Nehalem processors diverge from the previous generation of Intel processors because they no longer based on SMP (Symmetric MultiProcessor) designs. In an SMP system, generally all processors have access to main memory (RAM) via a single data bus. The problem of course is that the more cores you have, the more contention for memory read/writes that have to occur on that one bus.
Intel decided that SMP designs likely will not scale properly in the future when dealing with large core counts (32, 62, 128 cores etc) so they moved their Nehalem design to NUMA type systems instead of SMP. NUMA is non uniform memory access. In this type of design cores may not necessarily be able to share memory with other processors without some help. I'm nto going to get into the gorey details but the bus system Intel is pushing is the QPI (QuickPath interconnect) bus. This literally replaces the good old FSB (Front side Bus)
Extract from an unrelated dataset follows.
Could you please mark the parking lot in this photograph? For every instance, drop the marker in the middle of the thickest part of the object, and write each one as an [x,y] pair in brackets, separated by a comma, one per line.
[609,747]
NUMA architectures do allow for the concept of "Remote" and "Local" data. Shared data may not be directly available by a processor but it can be retrieved (remotely) but it will be slower. Operating System Kernels need NUMA support in order for shared data access on different buses to work properly.
So your asking, why tell me all this? Well the answer is simple. Apple in their infinite wisdom started using new QPI/Numa hardware without actually fully implementing NUMA in its current kernel! This hasn't been well documented by Apple but it was discovered when companies started running Xserve on the new QPI/Nehalem systems.
Without proper NUMA support, processors can't arbitrarily share memory with all other processors. Which seems to be the case here with GnuBG. Gnubg launches in a single process and then asks the OS/X to create threads (with shared memory requirements). It appears by default that each processor is considered as a separate entity without sharing (On OS/X Leopard). The exception is that eacg core appears as 2 virtual cores. Virtual cores are on the same processor, thus the same bus so one can share memory across them.
It seems when Gnubg launches, all the threads are created on one processor (the processor is originally chosen by OS/X) and accessible by 2 virtual cores (Using Hyperthreading). It seems Apple did this so they could put out new equipment before the next OS (Snow Leopard) was released.
So what does Snow Leopard have that Leapard doesn't? NUMA support.
My guess is that if you got your hands on Snow Leopard you may find that what you are seeing changes. Apparently this very problem exists for people using CS4 (Adobes Creative Studio 4).
Linux supports NUMA, you might be adventuresome and try to install Linux on your Apple Hardware and see what happens.
Your chess program may work because of the way it splits up tasks (It may even use a combination of Posix Threads and separate process spaces). I haven't seen the source code so its very hard to say.
Michael Petch |